Celle-ci, lentement, se calma, son coeur venait de se briser : Channing lui volait ce fils qu'elle aimait tant, il lui volait sa vie, tout simplement. Brisée, anéantie, elle se laissa guider par les deux vigiles qui l'installèrent dans sa voiture avec ses valises et elle se laissa conduire hors de la villa Capwell.

 

Tribunal de Santa Barbara.

Augusta réussit à rentrer dans la salle d'audience, avant que le garde ne ferme les portes pour la reprise du procès.

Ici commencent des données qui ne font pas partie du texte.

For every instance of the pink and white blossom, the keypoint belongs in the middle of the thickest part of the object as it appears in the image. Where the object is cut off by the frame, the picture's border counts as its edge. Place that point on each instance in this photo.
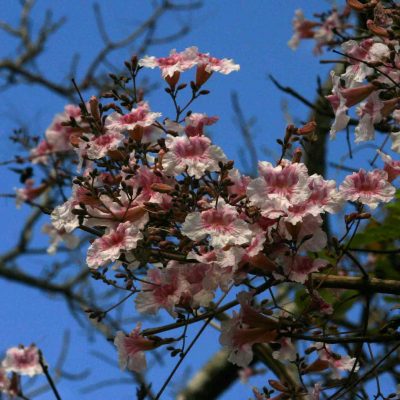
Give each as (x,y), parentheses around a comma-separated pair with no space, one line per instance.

Sans le moindre égard pour la cour, elle se précipita sur sa soeur Julia, qui lui lançait des regards assassins.

- Augusta, je t'en prie, pas ici... La séance va bientôt reprendre.

Incrédule, le maire et le juge David Raymond la dévisageaient avec stupeur. Sûre d'elle, Augusta Lockridge osa même faire un petit signe de la main et un clin d'oeil à l'adresse de David Raymond.

Julia ne savait plus où se mettre.

- Augusta, je t'en prie... David...

- Il faisait moins le fier quand il te tournait autour, lorsqu'Angela s'est fait la belle ! !

Augusta s'assit à cheval sur les genoux de Daniel.

- Et n'en profitez pas, vous !

Augusta rayonnait, elle se sentait observée, et tout le monde dans cette pièce du tribunal restait accroché à sa présence. Elle était le centre de ce monde, ce qu'elle recherchait.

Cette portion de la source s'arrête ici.